Link Rot in Your GEDCOMs and Your Databases

Link rot, broken links, link death, link decay, link breaking, reference rot, there are various names for it, but it all comes down to this: There is a decent chance that at some point in the future, a page on a website you as a genealogist use as a source or as a jumping-off point may change, may stop working, may disappear completely, may go behind a pay wall, or maybe if you are lucky, only parts of a page stop working such as images disappearing or “decaying” (hence “rot”). If you don’t have a copy of that page, information on that page could be lost forever.

This lost information could be hosted on something as simple as a small family blog run by a distant cousin with some photos and personal stories that exist nowhere else, or even worse, a massive genealogy-focused website/service such as RootsWeb that is now a shadow of itself (R.I.P.), or a social media network such as MySpace (R.I.P.) or an entire web hosting service (GeoCities, we hardly knew ya, but you were the launching pad for many a family history website). I have come across pages and websites created by people who are no longer with us, and the relatives that I could contact about the sites weren’t sure where that information came from. And if the relatives don’t pay for the domain name, don’t do what is needed to keep it running, the site will disappear (but maybe not forever, depending on if it was archived).

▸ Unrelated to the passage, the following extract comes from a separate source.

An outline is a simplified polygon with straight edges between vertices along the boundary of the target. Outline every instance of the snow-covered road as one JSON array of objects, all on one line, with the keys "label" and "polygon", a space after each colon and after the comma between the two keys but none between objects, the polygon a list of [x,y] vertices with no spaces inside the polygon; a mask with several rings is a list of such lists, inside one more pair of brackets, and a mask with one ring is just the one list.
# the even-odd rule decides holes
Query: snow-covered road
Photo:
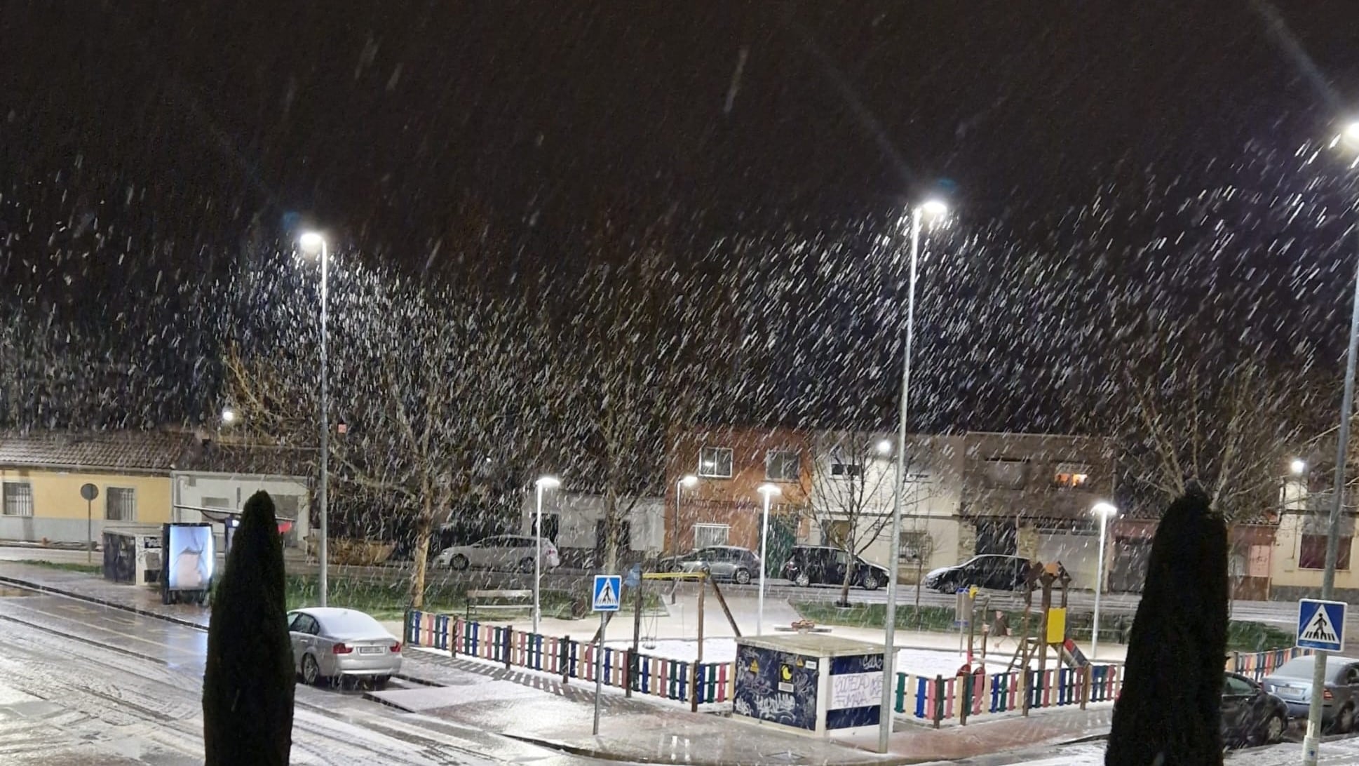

Why am I writing about this?

The Internet Archive (aka Archive.org) was offline for quite a few days, and it caused some problems for me. I recently broke through a brick wall and so I’m reevaluating some things and am in the process of a “genealogy do-over” (thanks Thomas MacEntee). I’m rebuilding some family trees with a stricter mindset about certain things, and I’m going through old notes and databases/GEDCOMs that stretch back to the early 2000s, and I’m trying to pull up dead or broken links in Archive.org.

For more about the Internet Archive and its 916 billion saved pages that date back to the 1990s, see this article at Ars Technica. Link rot was also recently referenced on the genealogy reddit as well (link), but Archive.org being down has been driving me crazy – you don’t realize how much you use some internet tools until they are down! I filed a lot of various links to websites in my family trees/GEDCOMs or notes. I originally started with Yahoo Notes and then migrated to Evernote, and then some have been migrated to Apple Notes, so I have notes that stretch back over 20 years and multiple note-taking apps/services.

What does this have to do with genealogy software?

A lot actually – many of us are constantly adding URLs (Uniform Resource Locator, aka website names/link that start with “http://” or “https://”) to the databases in our genealogy programs or to our note-taking software. It’s not uncommon for us to not just include a text citation these days, but a link to the original source. Or maybe we are sent a GEDCOM file or pull an older GEDCOM file up in our software and see reference URLs that may contain information that never made it into the GEDCOM file or the genealogy program database (which is what happened to me as well).

We copy and paste those URLs to our web browser and hit “ENTER” (or “RETURN”), and maybe we see the page that the original author of the GEDCOM file saw (or the page that we saw when we added the URL to our database), but there’s also a decent chance we see a “server not found” message or we just get a blank screen or Ye Olde 404 “Not Found” message indicating that the particular page in question no longer exists on the server at that location. If we are lucky and we get a 404, we may be able to search the site and find the original record. The worst-case scenario is that we discover the domain name is now a part of a spam site (or repurposed for other similar endeavors that don’t need to be named here).

How widespread is this?

It’s very widespread. Many of us have seen it ourselves. ahrefs is a search engine optimization/marketing service that deals with these issues daily and not too long ago, they published a study they conducted (link):

Since January 2013, 66.5% of the links pointing to the 2,062,173 websites we sampled have rotted. We found another 6.45% with temporary errors. We don’t know if they’re still there or not.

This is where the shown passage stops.